Le festival du Jamais Lu, incubateur des mots en friche avant leur fixation sur papier, s’est ouvert le 2 mai dernier à son quartier général, le Théâtre aux Écuries. Jusqu’au 10 mai, la brigade d’auteurs et autrices laissera couler son encre et son geste scénique sous le thème de la 24e édition: S’aimer. Sans fin. La dernière ronde de Marcelle Dubois, cofondatrice du Jamais Lu. Parmi les moments forts, la mise à nu immigrante de Papy Maurice Mbwiti. Discussion.
Tant de questionnements fourmillent dans l’esprit de l’auteur arrivée de République démocratique du Congo à Montréal, il y a onze ans. L’interrogation s’inscrit comme signe d’exclamation à son texte « Les histoires de partir », mis sous les projecteurs mercredi 7 mai.
Qu’arrive-t-il lorsque l’on débarque sur une nouvelle terre? Comment se passe ce moment de nouveauté? Comment négocie-t-on son intégration ou non ? Comment se sent- on lorsque l’on est étranger, jusqu’à quel moment reste-t-on un étranger ?
Montréal devient son second port d’attache par un concours de circonstances. Entre soif de culture et littérature, et des raisons personnelles et politiques. Il se souvient à son arrivée, la question de la diversité alors sur toutes les langues. « La ville baigne dans le multiculturel, on se reconnaît dans la rue et le métro, par les saveurs et les cultures. Montréal est un espace croisement social rassurant », soulève Papy Maurice qui constate aussi que beaucoup reste à faire encore pour instaurer un vrai couloir de diversité. La télévision, par exemple, lui semble hors des réalités que vit toute personne immigrante.
Son histoire est le point de départ de son inspiration. 11 années de quête de soi à l’autre dans un pays à des kilomètres de son Afrique centrale. Et puis ce qu’il appelle la démultiplication, le vécu de plusieurs personnes qui ont emprunté le même mouvement que le sien. « J’ai écrit dès mon arrivée pour capter tous les moments de nouveautés, les garder en moi et voir l’évolution de mon rapport à la société d’ici. Mes terres d’accueil », relate-t-il, rappelant qu’après 10 ans, tout immigrant se métamorphose en celui qui accueille. En tant qu’artiste et auteur voguant entre rêve et révolte, Papy Maurice questionne le monde, évitant de tomber dans le piège : être comme tout le monde. Sa posture de marginalité le retient du poids la routine.
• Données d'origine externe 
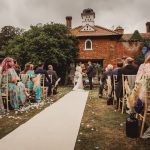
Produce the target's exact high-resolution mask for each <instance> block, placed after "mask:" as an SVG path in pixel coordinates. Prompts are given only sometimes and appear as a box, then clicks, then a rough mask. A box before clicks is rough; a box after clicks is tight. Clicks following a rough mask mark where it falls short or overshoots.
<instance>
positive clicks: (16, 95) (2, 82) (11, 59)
mask: <svg viewBox="0 0 150 150" xmlns="http://www.w3.org/2000/svg"><path fill="white" fill-rule="evenodd" d="M7 76H8V87H9V89H8V92H9V97H10V104H11V106H12V108H14V110H18V109H19V108H20V107H22V106H23V105H24V103H25V101H26V90H25V86H24V84H23V83H21V82H18V79H19V77H18V75H17V73H16V71H15V69H14V61H13V59H12V58H10V57H7V58H5V59H4V60H3V62H2V79H1V80H2V81H1V90H2V91H1V92H2V93H5V91H6V83H7V78H6V77H7Z"/></svg>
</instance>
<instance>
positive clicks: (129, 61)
mask: <svg viewBox="0 0 150 150" xmlns="http://www.w3.org/2000/svg"><path fill="white" fill-rule="evenodd" d="M133 61H134V59H133V58H132V57H127V58H126V63H131V62H133Z"/></svg>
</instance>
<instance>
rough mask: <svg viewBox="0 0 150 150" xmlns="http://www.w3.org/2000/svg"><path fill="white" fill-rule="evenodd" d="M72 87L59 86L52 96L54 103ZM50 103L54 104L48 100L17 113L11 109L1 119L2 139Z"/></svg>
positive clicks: (51, 99) (66, 93)
mask: <svg viewBox="0 0 150 150" xmlns="http://www.w3.org/2000/svg"><path fill="white" fill-rule="evenodd" d="M71 89H72V88H71V87H59V88H58V92H59V93H58V94H57V95H54V96H52V97H50V99H51V100H53V103H55V102H56V101H57V100H59V99H60V98H61V97H63V96H64V95H66V94H67V93H68V92H70V91H71ZM50 105H52V102H51V103H49V102H48V101H47V102H45V103H44V106H42V107H40V108H39V109H36V108H34V109H30V110H28V111H26V112H23V113H18V114H15V113H14V111H10V112H9V113H8V114H6V115H5V116H3V118H1V119H0V139H1V138H3V137H4V136H5V135H7V134H8V133H10V132H12V131H13V130H14V129H16V128H17V127H18V126H20V125H21V124H23V123H25V122H26V121H28V120H29V119H30V118H32V117H33V116H35V115H36V114H38V113H39V112H41V111H42V110H43V109H45V108H46V107H48V106H50Z"/></svg>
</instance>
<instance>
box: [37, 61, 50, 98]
mask: <svg viewBox="0 0 150 150" xmlns="http://www.w3.org/2000/svg"><path fill="white" fill-rule="evenodd" d="M43 66H44V64H42V63H40V64H39V65H38V68H37V69H36V71H35V74H42V75H45V79H44V86H47V87H48V96H50V95H51V88H52V85H51V79H50V77H49V76H48V73H47V71H46V70H44V69H43Z"/></svg>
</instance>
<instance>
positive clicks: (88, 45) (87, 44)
mask: <svg viewBox="0 0 150 150" xmlns="http://www.w3.org/2000/svg"><path fill="white" fill-rule="evenodd" d="M85 50H92V41H91V40H89V39H88V40H86V41H85Z"/></svg>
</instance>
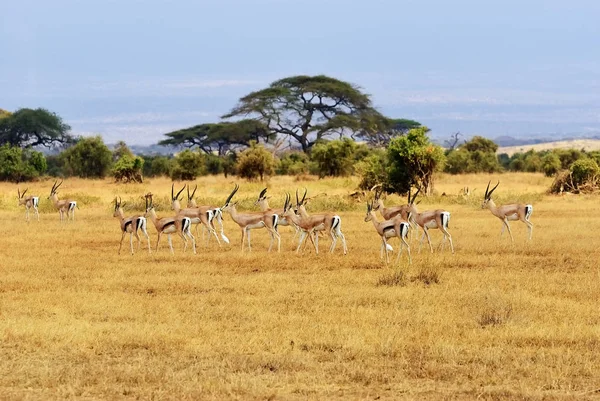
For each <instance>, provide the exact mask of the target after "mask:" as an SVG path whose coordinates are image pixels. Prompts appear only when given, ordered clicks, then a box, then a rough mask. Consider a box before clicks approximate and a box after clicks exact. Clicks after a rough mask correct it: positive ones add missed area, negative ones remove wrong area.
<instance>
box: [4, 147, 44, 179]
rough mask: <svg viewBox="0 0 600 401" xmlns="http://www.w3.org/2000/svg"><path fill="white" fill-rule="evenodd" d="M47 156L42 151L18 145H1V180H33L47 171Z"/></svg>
mask: <svg viewBox="0 0 600 401" xmlns="http://www.w3.org/2000/svg"><path fill="white" fill-rule="evenodd" d="M46 168H47V164H46V158H45V157H44V155H43V154H42V153H41V152H36V151H34V150H31V149H21V148H20V147H16V146H9V145H3V146H0V180H2V181H12V182H21V181H31V180H33V179H35V178H37V177H39V176H40V175H42V174H44V172H45V171H46Z"/></svg>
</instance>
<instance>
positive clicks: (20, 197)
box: [17, 188, 40, 221]
mask: <svg viewBox="0 0 600 401" xmlns="http://www.w3.org/2000/svg"><path fill="white" fill-rule="evenodd" d="M17 193H18V194H19V206H21V205H25V221H29V209H31V208H33V211H34V212H35V215H36V216H37V218H38V221H40V213H39V211H38V205H39V204H40V198H39V197H37V196H31V195H29V196H25V194H26V193H27V189H25V191H23V192H21V191H20V190H19V189H18V188H17Z"/></svg>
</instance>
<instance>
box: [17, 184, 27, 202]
mask: <svg viewBox="0 0 600 401" xmlns="http://www.w3.org/2000/svg"><path fill="white" fill-rule="evenodd" d="M26 193H27V188H25V191H23V192H21V191H20V190H19V188H17V194H18V195H19V197H18V199H19V206H20V205H25V204H26V203H27V199H26V198H25V194H26Z"/></svg>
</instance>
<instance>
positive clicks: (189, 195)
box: [187, 184, 198, 207]
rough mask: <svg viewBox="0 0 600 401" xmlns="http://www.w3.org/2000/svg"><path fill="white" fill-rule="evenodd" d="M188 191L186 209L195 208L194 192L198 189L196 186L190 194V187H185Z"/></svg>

Où va l’auteur, lui qui a aussi parcouru l’Europe, l’Allemagne, la Belgique et la France à travers plusieurs résidences de création? Il évoque un effet de « schizophrénie permanente ». La problématique? Encaisser les secousses d’un esprit constamment comparatif, entre ici et là-bas. Révolté face à la situation tragique de sa RDC, il aimerait tant avoir un esprit divin, et se trouver à Montréal et Kinshasa. Impossible de n sortir son pays natal de lui, son corps et sa terre.
Bravant la docilité de la permanence, Papy Maurice Mbwiti se revendique « artiste tranchant ». Pas question pour lui de devenir une cuillère! Sa survie repose sur la poésie pour rendre la vie moins banale.